We’ve all been there: staring at a cluttered Google Drive, desperately scrolling through dozens of folders, or opening five different documents just to find that one specific detail about a project. It’s the digital equivalent of digging through a junk drawer, and it’s arguably one of the biggest productivity sinks of the modern workplace.
Google is finally trying to bridge that gap on mobile. After bringing AI-powered search overviews to the desktop earlier this year, the company is now rolling out the same functionality to the Google Drive apps on both Android and iOS.
The promise here is simple: stop manually searching and start asking. Instead of relying on keywords that might—or might not—pull up the right file, you can now interact with your Drive as if you were chatting with a colleague who has memorized every document you’ve ever uploaded. You can type in a natural, plain-English request like, “What’s the status of the Spring 2026 marketing plan?” and let Gemini do the heavy lifting.
The real value, at least for those of us juggling a million files at once, is the ability to synthesize information across multiple documents. Gemini won’t just dump a list of links at you; it acts as a filter, scanning through the relevant files to provide a coherent summary right at the top of your screen. It’s a bit like having an assistant who gathers all the scattered notes from your various folders, reads them, and gives you the “too long; didn’t read” version.

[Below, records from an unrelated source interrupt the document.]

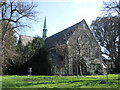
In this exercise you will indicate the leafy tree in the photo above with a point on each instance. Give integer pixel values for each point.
(32, 55)
(106, 31)
(9, 50)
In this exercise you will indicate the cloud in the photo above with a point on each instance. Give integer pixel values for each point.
(89, 14)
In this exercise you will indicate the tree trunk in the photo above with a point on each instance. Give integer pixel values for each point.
(80, 70)
(1, 50)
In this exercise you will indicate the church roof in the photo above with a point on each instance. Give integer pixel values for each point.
(62, 37)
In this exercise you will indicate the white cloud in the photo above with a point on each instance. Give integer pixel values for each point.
(88, 14)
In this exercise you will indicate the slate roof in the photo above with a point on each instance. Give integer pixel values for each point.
(62, 37)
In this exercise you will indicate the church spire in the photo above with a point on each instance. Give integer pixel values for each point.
(44, 29)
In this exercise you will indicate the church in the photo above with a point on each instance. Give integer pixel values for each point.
(73, 51)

If you need to dig deeper, the feature doesn’t just stop at the initial summary. You can jump straight into a more detailed conversation with Ask Gemini with a single click, keeping the context of your previous search alive so you aren’t constantly starting over. You can also customize your search settings to tell Gemini exactly which parts of your Workspace—like Drive, Gmail, or Calendar—it should look at, ensuring that you’re pulling from the right data sources without having to wade through irrelevant info.
Of course, this isn’t a free-for-all for everyone. To access these features, you’ll need to have the necessary Workspace “smart features” enabled, and it’s currently available to users on specific business and enterprise plans, as well as those with individual Google AI Premium subscriptions.
It’s a natural next step in the ongoing “AI-ification” of our everyday tools. While we’re all still getting used to how much we can trust AI to synthesize our own work, the convenience of having your own internal search engine in your pocket is hard to deny. Over the next few weeks, as the feature rolls out in English and nearly 30 other languages, it might just turn out that the most useful app on your phone isn’t the one that manages your documents, but the one that finally explains what’s inside them.